Seeing a few hopeful signs. Flour is sometimes to be had. Likewise TP. Most people are wearing masks (homemade or otherwise) and keeping their distance. This is nowhere near over, so be careful and stay safe. For now, here’s a bit of free flash for a Monday. We do what we can.

 

 

Subject to Interpretation

By Richard Parks

“No, that’s not quite it.”

Kenny was doing his best, but it was also proving my point. Human beings just did not undulate. Snakes sort of did, if you overlooked the fact that their wave motion was side to side, not up and down.

“But….”

“If I bothered to plot your up and down motion as points on a graph, it might resemble a wave. Without an artificial interpolation, it is simply you popping up and down like a bloody jack-in-the-box.”

“I saw a bellydancer once—“

“So have I. While I admit a proper belly roll is an undulation, it is only part of her body and temporary and has nothing to do with locomotion. Nor is any part of our bodies above the microcosmic shaped in an undulated fashion. Neither the direct nor alternate definitions of the term fit.”

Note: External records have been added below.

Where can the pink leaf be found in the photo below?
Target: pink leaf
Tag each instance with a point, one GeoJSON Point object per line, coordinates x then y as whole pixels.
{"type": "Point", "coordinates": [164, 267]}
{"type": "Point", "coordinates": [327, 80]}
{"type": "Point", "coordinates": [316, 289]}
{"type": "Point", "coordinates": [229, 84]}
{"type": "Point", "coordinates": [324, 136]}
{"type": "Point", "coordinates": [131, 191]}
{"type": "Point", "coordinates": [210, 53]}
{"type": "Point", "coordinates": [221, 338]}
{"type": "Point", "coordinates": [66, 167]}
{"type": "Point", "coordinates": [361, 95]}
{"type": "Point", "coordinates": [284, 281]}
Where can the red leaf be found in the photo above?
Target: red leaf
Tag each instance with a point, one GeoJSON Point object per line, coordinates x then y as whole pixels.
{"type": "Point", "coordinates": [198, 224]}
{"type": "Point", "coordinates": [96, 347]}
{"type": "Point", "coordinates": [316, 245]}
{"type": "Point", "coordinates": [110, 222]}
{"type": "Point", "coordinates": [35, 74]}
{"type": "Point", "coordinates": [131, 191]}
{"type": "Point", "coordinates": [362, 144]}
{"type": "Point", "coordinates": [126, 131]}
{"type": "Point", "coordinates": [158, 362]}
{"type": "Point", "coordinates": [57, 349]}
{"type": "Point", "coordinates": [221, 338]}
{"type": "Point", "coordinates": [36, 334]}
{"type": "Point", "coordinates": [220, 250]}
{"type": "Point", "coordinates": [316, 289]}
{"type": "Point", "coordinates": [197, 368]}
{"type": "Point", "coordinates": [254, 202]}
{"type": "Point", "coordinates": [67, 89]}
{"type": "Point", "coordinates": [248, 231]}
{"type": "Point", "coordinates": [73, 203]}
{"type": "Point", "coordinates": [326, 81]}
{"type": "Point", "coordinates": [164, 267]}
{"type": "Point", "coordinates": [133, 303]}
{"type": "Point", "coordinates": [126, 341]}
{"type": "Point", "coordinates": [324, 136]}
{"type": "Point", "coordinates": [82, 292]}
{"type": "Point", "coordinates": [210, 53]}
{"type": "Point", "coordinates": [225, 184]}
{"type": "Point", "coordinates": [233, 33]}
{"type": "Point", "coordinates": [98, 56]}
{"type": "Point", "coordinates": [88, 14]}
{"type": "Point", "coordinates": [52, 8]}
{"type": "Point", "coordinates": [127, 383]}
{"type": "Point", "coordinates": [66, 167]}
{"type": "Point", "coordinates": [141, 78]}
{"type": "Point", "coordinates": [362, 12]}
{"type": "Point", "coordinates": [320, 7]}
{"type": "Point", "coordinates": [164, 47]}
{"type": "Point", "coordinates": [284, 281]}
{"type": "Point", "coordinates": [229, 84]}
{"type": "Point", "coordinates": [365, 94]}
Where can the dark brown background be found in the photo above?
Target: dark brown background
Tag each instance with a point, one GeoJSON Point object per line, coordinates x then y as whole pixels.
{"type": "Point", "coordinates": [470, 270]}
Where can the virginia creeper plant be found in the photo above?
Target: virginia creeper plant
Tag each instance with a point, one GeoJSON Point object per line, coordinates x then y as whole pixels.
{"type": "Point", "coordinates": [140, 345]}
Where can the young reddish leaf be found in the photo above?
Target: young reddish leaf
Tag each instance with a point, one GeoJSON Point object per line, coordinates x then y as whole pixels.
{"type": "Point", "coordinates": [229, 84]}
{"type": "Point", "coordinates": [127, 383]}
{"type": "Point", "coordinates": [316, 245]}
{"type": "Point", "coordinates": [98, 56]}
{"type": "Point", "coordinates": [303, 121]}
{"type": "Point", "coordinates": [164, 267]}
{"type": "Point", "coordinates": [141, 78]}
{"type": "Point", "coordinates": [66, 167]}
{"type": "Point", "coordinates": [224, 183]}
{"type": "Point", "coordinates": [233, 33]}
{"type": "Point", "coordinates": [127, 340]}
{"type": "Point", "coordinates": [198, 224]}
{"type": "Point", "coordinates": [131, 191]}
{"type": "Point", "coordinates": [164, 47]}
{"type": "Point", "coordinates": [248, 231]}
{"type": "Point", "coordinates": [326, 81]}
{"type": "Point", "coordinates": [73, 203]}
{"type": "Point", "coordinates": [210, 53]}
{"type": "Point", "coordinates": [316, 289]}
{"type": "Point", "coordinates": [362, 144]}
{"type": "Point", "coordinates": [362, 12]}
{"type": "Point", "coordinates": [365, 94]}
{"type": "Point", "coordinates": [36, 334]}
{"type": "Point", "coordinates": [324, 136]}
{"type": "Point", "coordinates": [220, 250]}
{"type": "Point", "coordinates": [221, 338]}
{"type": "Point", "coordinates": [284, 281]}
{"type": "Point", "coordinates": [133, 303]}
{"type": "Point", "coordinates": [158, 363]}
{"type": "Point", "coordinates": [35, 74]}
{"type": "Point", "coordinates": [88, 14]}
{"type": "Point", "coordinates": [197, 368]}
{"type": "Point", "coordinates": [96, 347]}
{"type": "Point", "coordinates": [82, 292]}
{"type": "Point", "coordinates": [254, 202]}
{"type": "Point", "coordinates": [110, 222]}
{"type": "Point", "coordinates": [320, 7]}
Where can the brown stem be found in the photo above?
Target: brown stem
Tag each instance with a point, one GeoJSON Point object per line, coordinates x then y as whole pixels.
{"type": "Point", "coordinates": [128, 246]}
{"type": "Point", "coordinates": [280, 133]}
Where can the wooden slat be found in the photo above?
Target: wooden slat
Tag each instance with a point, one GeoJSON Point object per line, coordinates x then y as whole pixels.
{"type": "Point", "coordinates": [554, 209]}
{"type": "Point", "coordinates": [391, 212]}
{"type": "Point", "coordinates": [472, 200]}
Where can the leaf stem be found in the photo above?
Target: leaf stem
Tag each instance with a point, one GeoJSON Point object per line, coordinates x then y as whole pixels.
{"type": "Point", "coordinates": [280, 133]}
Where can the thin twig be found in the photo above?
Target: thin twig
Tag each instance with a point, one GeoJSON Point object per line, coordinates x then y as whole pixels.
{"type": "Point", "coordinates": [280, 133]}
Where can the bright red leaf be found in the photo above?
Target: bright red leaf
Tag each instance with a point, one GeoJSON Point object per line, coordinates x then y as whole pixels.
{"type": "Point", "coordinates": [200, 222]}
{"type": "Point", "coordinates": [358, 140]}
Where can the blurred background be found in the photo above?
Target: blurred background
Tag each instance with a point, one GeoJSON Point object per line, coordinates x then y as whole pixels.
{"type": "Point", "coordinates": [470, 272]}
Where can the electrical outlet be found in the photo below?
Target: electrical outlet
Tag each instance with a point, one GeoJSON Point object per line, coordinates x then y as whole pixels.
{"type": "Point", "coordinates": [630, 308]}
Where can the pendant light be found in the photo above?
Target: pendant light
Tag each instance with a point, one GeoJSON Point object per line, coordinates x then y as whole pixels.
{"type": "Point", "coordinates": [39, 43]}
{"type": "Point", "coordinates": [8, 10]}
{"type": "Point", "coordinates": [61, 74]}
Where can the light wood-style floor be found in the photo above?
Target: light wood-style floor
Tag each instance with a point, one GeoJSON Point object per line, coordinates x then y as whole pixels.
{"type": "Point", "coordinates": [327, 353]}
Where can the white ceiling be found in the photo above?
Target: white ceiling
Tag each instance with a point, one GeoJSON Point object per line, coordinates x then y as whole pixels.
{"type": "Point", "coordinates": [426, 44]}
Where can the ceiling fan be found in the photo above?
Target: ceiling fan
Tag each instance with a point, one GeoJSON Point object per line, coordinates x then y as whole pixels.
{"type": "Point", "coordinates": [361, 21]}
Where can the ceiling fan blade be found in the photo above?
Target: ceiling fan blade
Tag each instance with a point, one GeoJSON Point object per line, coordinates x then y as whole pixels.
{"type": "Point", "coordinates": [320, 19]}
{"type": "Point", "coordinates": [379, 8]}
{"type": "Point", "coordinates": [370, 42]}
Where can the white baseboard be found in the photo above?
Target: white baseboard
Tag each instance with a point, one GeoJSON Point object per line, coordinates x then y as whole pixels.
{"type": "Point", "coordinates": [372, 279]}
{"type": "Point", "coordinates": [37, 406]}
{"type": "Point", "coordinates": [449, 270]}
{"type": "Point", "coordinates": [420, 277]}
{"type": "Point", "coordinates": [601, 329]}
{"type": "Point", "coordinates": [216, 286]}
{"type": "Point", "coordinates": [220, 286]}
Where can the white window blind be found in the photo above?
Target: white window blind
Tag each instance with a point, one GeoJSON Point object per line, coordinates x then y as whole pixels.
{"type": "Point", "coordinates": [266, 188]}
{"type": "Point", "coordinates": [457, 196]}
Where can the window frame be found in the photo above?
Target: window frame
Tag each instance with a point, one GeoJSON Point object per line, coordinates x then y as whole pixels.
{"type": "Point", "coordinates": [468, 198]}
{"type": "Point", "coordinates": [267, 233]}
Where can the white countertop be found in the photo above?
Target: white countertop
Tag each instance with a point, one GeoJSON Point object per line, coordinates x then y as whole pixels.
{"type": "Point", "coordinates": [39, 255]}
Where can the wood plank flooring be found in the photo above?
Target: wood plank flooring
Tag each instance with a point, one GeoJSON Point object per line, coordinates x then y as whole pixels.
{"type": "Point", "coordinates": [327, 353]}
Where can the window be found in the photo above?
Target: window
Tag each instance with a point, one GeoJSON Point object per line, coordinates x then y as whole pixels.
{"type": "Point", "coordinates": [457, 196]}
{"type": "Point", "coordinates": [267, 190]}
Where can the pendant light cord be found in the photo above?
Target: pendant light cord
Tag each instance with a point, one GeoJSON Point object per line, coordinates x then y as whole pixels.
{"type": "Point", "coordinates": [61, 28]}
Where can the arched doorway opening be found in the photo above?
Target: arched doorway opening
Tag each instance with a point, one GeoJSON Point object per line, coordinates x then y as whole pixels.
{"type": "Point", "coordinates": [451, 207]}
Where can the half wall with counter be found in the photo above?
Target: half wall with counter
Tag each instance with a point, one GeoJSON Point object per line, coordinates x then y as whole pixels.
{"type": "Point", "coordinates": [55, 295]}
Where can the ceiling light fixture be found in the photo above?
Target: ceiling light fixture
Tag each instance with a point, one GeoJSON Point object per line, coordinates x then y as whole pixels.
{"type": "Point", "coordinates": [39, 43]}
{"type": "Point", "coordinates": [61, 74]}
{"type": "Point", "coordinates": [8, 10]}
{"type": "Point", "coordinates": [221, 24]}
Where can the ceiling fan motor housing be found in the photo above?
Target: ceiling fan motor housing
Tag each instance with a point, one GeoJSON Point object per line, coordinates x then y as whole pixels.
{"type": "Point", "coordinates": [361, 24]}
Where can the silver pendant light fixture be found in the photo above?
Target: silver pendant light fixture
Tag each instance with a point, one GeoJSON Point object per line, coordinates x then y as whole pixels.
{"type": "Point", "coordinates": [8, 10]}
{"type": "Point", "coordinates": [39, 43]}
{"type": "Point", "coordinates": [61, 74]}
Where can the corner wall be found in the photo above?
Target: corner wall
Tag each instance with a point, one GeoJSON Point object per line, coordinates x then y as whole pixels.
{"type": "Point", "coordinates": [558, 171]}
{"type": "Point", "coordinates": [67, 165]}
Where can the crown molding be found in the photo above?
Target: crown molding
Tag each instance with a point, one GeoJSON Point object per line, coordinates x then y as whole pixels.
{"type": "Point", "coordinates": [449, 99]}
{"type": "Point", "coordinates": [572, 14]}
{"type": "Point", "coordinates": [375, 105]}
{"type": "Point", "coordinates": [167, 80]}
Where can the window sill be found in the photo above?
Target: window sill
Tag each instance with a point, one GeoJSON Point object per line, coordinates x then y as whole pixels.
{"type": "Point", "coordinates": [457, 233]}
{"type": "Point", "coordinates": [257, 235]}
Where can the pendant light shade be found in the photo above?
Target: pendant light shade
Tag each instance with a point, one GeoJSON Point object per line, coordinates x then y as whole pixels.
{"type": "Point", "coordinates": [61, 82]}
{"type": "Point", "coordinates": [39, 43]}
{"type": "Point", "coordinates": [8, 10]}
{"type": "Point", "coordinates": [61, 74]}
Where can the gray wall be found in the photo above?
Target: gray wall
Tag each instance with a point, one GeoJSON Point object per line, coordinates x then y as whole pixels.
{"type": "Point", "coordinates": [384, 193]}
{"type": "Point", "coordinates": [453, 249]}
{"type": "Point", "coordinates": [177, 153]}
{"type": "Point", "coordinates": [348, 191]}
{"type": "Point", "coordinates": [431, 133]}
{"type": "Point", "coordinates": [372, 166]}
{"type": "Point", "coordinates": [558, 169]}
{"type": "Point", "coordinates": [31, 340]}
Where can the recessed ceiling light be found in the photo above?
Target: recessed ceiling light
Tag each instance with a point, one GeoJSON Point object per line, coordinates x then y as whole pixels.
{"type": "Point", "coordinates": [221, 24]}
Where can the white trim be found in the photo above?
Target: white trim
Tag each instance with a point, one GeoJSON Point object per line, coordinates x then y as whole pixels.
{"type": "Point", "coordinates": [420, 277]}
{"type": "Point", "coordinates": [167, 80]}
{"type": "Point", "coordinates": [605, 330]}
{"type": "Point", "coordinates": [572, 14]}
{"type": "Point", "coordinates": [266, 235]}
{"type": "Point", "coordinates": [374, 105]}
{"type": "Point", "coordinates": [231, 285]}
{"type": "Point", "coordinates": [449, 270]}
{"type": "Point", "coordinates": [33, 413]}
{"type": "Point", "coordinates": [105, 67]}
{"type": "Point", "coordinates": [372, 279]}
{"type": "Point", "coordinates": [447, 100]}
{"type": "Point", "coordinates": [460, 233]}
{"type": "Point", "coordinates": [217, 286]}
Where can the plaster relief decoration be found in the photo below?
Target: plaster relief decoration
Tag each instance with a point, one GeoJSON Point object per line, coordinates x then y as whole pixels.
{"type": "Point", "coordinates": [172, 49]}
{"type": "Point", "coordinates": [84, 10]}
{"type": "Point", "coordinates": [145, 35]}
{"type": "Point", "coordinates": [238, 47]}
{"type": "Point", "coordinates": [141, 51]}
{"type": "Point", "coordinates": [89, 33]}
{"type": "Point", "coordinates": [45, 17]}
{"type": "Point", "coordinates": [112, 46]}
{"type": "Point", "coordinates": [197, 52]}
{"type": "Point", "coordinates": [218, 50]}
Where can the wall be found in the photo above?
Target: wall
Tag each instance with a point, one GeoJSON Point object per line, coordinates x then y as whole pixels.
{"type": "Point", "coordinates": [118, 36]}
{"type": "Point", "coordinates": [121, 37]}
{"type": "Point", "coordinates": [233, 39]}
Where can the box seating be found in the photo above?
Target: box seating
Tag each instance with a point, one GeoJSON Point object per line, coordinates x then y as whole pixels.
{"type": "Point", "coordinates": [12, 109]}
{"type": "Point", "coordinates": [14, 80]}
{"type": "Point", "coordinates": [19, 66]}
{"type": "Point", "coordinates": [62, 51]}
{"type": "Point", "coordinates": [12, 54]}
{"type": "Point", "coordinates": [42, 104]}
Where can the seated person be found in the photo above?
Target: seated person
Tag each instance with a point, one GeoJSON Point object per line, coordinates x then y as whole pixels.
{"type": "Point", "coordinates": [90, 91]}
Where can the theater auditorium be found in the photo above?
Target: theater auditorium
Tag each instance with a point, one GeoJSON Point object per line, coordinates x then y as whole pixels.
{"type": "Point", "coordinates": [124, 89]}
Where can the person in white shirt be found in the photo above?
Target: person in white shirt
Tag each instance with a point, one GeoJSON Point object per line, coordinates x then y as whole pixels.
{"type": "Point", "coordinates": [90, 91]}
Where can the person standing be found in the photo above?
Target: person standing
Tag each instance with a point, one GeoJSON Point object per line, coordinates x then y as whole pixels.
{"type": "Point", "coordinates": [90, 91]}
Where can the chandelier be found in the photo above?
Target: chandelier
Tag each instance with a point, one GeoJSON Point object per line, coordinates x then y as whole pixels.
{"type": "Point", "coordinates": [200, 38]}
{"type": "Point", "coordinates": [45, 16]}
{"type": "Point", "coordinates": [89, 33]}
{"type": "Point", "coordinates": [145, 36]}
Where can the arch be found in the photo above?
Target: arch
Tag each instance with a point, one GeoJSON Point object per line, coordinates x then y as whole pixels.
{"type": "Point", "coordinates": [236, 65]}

Kenny glared at me. “I think you’re being a bit too dogmatic about this.”

“The very root of the word is from the Latin, meaning ‘wave.’ Words must mean what they mean. Neither more nor less.”

“When I use a word, it means exactly what I want it to mean, neither more nor less.”

“Said Humpty Dumpty before his great fall, written by a master of nonsense. When I say you did not see a belly dancer nor Elizabeth Morganstern undulate across a room, it’s because that’s physically impossible. Worse, you put a ridiculous image in the reader’s head and interfered in the willing suspension of disbelief. If you’re describing a physical action, it must comply with the laws of physics. Now, write it again.”

By this time I knew Kenny was long past regretting asking my help on his little essay, but I did try to warn him I had no gift for teaching. Writing? Sure, I’m fair to middling most days and borderline decent on others. But explaining how to do it? No. Yet in my time I’ve met people who could barely write a check but give them a lesson plan and one good example and they could turn out the next Tolstoy, or at least a fair humor columnist. It’s a different skill.

So as a tutor, I was a bust. All I could do was point out errors and bad choices and make my students do it again and again until they got it right. If only by accident and the law of averages.

Kenny typed furiously for precisely two seconds. “I quit.”

Kenny stormed out of my office and onto the landing. I’d swear I saw little storm clouds over his head. “Watch the railing—“

Too late. Kenny’s sleeve caught on a gap in the steel. He made a bad step and the next thing I knew he was sliding down the stairs on his belly. Curiously, his body really did make an almost smooth distinct up and down motion traveling from his nose to his feet as he bumped down the stairs.

Assuming he lives, I’ll gladly confess I was wrong.